Über weitere Corona-Effekte geben Statistiken Auskunft. Der Gebrauch von Kreditkarten ist drastisch zurückgegangen. Viele merken, dass man auch mit viel weniger auskommt. In Tel Aviv wurden auch wieder mehr Wohnungen an ganz gewöhnliche Mieter vermietet und weniger für Airbnb-Zwecke genutzt. Zugleich denken immer mehr laut darüber nach, nach der Krise ins Grüne auf dem Land zu ziehen. Die Entschleunigung hat ihnen gut getan und den bisher gewohnten Stress in Frage gestellt.
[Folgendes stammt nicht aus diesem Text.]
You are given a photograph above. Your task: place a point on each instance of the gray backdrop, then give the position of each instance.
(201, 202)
Zudem hat die Arbeit im Homeoffice viel besser funktioniert als erwartet, das macht die Option einer Stadtflucht realistischer. Wer nicht mehr unbedingt täglich im Büro präsent sein muss, kann auch längere Anfahrtszeiten aus Pardes Hanna bewältigen.
Andere haben Tel Aviv – zumindest vorübergehend – bereits den Rücken gekehrt. Aber nicht, weil sie sich aus freien Stücken für eine Neuorientierung entschieden haben, sondern weil sie es sich nicht mehr leisten können. Dieser Trend führt zurück ins frühere Kinderzimmer im Elternhaus. Kunstschaffende sind am stärksten davon betroffen, aber nicht nur. Bürgermeister Ron Huldai geht davon aus, dass auch rund zwanzig Prozent der jungen Eltern aus finanziellen Gründen die Stadt wieder verlassen werden. In den vergangenen Jahren gab es einen regelrechten Boom in die andere Richtung. Um mitzuhalten, wurden in den letzten Jahren eine ganze Reihe von Kindergärten und Grundschulen neugegründet.
Nach Angaben des zentralen Statistikbüros ist Israel in den vergangene Dekaden zunehmend urbaner geworden. Drei Viertel der Bewohner leben in Städten. Offen ist, ob die Corona-Krise schaffen kann, was bisher zum Scheitern verurteilt war – nämlich, mehr Arbeitsplätze in der Negev-Wüste und in Galiläa zu generieren und Qualitätsjobs zu schaffen. Doch es ist viel zu früh für Prognosen. Niemand kann derzeit absehen, welche Spuren die Krise langfristig hinterlassen wird.
Ach ja, fast hätte man es schon vergessen. Inzwischen gibt es tatsächlich eine neue Regierung. Nach mehr als eineinhalb Jahren und mit so vielen Ministern wie noch nie in der Geschichte des Landes. Social Distancing hat den Politikern, die ja ohnehin dazu neigen, den Kontakt zum Volk nach der Wahl zu verlieren, sicherlich nicht gut getan.